During the hot summer of 1952 in Oklahoma, I remember the political conventions being broadcast, seemingly gavel-to-gavel, on radio (we didn't have television until I was 14.) I would be sent to bed at the usual time but my parents kept the radio on, and I kept sitting bolt upright in my bed, with the door ajar so I could listen to the speeches and above all, the roll call votes. There was something thrilling about hearing "and the Great State of Illinois....casts its ...votes for...Governor Adlai Stevenson!" Or the chants of "I Like Ike" coming from the Republicans as they nominated the general who promised to "go to Korea" and end that conflict.
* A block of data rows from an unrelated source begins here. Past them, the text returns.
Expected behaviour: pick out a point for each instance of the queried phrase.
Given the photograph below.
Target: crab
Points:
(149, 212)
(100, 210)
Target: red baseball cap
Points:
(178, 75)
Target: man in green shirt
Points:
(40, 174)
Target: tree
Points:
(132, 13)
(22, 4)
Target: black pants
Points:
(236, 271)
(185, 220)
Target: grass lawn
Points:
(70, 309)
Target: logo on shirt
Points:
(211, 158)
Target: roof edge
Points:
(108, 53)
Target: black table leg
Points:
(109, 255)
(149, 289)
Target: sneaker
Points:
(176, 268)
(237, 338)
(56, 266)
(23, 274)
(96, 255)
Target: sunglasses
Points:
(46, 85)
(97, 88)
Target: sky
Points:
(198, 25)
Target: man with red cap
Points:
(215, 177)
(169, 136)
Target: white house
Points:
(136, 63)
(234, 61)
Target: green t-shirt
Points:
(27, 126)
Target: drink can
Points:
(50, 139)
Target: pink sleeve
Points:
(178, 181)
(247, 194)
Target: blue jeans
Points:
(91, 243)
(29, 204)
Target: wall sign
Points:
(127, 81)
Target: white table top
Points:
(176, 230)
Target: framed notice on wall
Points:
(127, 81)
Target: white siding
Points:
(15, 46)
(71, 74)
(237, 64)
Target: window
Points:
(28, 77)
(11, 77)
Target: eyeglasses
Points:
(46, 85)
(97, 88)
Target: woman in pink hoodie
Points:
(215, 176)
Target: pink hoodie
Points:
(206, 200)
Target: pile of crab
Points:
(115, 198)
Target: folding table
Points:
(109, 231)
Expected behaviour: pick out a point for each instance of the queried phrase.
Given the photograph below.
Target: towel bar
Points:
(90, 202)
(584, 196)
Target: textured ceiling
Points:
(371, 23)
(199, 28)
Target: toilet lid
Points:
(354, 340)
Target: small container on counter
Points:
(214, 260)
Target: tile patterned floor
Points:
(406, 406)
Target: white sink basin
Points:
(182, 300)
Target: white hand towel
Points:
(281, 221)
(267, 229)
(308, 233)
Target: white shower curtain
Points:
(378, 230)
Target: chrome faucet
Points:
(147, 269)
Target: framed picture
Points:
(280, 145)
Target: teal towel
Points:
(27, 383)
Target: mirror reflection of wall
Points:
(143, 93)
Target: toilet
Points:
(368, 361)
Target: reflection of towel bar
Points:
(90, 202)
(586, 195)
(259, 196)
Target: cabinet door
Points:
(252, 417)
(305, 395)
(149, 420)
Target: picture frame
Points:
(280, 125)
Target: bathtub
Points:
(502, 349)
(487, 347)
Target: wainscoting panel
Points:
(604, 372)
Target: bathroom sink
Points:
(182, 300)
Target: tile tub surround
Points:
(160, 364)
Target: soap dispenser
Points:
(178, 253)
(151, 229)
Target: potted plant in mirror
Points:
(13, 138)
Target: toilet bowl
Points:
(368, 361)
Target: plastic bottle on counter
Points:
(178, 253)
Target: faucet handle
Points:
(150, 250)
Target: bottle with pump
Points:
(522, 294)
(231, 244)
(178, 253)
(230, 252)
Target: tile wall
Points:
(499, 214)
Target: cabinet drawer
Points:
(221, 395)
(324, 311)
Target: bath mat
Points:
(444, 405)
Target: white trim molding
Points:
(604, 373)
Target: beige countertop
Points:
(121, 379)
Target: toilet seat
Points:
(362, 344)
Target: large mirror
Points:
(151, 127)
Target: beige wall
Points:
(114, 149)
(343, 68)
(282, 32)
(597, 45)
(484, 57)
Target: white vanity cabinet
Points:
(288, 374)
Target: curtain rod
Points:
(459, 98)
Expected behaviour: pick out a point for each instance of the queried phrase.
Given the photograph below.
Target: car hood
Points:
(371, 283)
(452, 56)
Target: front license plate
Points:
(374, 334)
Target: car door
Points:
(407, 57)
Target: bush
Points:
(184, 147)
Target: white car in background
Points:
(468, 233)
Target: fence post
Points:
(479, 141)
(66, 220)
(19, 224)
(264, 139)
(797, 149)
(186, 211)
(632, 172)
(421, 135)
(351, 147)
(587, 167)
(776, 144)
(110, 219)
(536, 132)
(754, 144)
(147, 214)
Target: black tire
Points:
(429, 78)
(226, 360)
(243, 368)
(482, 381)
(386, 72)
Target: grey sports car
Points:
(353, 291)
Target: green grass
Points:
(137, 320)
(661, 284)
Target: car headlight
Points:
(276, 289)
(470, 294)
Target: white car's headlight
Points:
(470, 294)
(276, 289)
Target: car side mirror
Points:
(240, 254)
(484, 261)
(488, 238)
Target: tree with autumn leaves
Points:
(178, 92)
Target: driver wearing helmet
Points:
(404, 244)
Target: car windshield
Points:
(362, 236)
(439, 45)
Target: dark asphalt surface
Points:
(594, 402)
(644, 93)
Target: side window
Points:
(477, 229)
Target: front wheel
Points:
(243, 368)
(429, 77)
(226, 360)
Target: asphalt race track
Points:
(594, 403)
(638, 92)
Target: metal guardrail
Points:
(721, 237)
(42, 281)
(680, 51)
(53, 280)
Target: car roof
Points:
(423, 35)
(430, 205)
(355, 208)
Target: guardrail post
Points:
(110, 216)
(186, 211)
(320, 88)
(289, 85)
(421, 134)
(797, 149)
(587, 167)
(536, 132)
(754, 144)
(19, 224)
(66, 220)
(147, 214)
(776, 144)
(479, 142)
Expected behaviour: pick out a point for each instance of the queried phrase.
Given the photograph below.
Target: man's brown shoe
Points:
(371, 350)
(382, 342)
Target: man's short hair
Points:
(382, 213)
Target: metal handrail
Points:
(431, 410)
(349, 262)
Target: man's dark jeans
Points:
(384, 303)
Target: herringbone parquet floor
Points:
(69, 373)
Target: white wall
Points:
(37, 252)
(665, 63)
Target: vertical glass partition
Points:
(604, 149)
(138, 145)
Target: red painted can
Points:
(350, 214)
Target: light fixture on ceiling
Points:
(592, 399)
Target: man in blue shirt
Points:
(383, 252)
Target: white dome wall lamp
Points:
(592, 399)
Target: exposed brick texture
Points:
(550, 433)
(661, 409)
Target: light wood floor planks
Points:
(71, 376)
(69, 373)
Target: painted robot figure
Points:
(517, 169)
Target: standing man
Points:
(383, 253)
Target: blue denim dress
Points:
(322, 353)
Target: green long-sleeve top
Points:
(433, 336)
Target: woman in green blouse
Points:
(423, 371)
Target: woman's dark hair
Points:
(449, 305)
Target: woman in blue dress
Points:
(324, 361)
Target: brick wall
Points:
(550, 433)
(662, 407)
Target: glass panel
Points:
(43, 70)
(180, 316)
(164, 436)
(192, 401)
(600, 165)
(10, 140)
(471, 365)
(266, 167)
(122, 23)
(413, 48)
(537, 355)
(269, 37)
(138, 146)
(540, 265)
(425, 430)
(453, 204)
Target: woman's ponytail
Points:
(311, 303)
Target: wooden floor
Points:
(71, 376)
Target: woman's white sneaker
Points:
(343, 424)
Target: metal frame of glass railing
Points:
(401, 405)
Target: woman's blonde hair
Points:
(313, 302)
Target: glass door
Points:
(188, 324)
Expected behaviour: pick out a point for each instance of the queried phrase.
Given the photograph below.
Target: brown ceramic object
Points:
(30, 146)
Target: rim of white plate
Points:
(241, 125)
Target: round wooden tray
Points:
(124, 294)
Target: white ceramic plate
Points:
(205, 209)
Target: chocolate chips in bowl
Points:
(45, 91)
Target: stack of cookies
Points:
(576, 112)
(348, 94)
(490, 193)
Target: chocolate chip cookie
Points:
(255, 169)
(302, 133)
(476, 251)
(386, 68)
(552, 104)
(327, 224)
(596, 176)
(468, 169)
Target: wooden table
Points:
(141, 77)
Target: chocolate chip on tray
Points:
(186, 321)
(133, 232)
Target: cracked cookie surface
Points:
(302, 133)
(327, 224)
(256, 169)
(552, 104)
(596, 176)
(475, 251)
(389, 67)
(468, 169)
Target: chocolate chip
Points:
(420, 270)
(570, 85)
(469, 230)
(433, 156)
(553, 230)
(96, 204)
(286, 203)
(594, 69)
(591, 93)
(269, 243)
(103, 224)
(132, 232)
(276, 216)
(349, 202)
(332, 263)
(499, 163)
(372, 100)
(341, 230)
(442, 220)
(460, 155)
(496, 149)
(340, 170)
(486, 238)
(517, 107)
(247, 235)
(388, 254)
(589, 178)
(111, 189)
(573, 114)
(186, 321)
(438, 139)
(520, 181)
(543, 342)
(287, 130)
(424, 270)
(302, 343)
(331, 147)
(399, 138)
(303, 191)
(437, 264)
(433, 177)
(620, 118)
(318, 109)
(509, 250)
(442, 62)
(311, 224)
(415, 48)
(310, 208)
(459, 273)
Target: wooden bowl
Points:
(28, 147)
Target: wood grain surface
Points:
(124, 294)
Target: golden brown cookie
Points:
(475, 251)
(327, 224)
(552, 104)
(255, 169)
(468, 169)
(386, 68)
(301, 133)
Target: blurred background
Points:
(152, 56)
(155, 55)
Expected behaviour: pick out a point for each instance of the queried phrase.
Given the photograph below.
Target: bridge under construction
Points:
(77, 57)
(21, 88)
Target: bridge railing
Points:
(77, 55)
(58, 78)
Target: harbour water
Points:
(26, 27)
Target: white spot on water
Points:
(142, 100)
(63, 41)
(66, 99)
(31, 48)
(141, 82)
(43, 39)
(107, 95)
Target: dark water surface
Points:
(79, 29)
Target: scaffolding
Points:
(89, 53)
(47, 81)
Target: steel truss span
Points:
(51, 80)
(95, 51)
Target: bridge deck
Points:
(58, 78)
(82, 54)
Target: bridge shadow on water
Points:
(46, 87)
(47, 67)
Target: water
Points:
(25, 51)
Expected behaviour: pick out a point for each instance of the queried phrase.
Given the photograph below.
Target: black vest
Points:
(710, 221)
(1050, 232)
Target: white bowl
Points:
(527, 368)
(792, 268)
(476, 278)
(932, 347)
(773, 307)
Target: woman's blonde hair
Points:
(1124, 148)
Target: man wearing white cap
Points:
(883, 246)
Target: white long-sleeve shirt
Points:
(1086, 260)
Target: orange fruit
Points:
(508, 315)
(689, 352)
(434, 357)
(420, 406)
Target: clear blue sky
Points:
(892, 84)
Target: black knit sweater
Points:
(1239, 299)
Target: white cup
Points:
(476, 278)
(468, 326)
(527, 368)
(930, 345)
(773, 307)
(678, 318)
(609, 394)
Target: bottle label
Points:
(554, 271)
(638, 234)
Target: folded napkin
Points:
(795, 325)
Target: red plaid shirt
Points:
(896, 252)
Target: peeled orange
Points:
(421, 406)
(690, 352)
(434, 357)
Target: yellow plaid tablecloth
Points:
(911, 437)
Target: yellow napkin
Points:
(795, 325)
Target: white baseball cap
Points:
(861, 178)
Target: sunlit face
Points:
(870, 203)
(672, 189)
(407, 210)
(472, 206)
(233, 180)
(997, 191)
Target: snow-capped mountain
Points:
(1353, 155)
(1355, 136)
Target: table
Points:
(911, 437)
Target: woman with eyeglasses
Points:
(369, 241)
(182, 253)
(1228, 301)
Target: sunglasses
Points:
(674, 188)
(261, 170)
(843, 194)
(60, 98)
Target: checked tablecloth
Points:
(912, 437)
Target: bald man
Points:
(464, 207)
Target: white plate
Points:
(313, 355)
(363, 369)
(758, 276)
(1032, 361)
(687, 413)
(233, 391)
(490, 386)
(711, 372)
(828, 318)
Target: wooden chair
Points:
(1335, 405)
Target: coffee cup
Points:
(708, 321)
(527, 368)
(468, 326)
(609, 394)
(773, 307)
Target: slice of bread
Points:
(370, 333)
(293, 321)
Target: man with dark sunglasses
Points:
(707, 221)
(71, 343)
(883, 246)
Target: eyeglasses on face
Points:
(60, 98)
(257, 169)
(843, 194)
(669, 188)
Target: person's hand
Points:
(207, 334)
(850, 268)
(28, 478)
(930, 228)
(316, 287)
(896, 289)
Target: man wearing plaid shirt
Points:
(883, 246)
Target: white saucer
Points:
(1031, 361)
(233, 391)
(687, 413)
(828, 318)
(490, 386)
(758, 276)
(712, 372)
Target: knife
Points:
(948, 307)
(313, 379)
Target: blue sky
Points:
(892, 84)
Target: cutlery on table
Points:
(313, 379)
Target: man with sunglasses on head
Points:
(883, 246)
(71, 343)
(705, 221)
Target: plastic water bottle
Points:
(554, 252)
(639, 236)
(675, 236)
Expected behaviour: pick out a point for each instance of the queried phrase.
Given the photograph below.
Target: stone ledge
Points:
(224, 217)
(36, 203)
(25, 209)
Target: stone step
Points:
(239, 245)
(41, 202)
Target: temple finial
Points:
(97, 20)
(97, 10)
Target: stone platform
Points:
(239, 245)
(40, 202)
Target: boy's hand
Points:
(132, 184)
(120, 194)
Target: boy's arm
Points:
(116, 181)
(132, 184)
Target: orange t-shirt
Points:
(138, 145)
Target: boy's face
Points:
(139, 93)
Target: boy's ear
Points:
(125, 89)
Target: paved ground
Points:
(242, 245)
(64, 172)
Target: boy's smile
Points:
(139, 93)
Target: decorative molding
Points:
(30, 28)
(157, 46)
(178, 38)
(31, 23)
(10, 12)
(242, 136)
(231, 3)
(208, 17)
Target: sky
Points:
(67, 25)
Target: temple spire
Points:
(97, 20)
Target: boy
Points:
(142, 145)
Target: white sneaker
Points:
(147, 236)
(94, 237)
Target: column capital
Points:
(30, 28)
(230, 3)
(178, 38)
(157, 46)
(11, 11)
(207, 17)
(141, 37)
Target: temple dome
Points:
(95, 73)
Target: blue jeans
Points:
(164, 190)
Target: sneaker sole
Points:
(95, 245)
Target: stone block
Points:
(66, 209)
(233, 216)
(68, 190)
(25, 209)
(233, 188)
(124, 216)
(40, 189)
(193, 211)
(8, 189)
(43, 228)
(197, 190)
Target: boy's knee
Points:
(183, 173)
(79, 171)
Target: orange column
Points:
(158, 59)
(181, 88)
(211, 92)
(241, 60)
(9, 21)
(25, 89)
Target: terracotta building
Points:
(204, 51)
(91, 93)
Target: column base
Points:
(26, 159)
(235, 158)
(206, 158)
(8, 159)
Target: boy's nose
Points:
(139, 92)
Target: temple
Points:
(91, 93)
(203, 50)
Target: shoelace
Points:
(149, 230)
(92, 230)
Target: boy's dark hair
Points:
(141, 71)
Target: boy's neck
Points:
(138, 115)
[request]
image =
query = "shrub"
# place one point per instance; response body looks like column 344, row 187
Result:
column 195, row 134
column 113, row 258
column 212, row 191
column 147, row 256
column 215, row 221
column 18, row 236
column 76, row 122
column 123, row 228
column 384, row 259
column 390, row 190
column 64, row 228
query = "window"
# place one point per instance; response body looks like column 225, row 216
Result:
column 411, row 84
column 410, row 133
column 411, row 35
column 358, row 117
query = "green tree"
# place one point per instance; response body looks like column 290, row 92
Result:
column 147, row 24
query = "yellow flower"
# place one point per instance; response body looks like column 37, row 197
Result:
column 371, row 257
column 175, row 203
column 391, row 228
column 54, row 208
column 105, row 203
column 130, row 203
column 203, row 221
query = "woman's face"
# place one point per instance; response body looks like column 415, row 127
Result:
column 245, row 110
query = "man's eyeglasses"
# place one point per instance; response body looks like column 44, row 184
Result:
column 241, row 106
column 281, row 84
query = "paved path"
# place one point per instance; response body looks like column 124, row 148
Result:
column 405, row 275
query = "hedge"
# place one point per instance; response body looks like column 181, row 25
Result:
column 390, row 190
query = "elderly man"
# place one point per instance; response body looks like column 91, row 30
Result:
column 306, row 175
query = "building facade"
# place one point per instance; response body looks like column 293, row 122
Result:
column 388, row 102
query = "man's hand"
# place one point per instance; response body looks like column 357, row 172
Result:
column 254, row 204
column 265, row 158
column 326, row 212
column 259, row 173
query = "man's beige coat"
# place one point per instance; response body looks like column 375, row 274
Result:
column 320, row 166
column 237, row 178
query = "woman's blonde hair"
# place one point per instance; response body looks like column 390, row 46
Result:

My childhood diary entries reveal that summer I became hooked on politics and that interest probably foreshadowed my interest in journalism. Many of my acquaintances are suspicious of those network news pundits who sit at what nowadays resembles an aircraft carrier control desk and gleefully track the Red and Blue states. Last night their excitement was probably interpreted as a liberal bias. Some of them are liberal, to be sure. But most of the excitement is from an adrenaline rush of reporting on something that is ever-changing, quick moving, novel and historic all at once.
There is nothing else on earth like an American election, even with all the flaws in our political system that surface from time to time. Yesterday morning I spent an hour in a line to use one of the three brand spanking new working computerized voting machines crammed into our tiny precinct headquarters. It was not yet noon and I was voter number 349 in a village of 1500 souls, not all of them of voting age. Turnout in our county was close to 70 percent. People cared about the propositions on the ballot, especially those to protect stem cell research and to raise the minimum wage. They also cared about their local legislators and the Senate contest.. One woman using a walker was attended by her son, a 50-ish fellow in a gray sweatshirt who talked with us in line. I'm pretty sure he didn't vote the way I did, but I liked being there in line with him, anyway. And he had brought his mother to vote. Another man came in a wheelchair. Young people came on their lunch hours from work. Black and white, old and young, Republicans and Democrats and Libertarians and Independents. Americans. As deTocqueville noted: here, the people rule. I can't wait for 2008.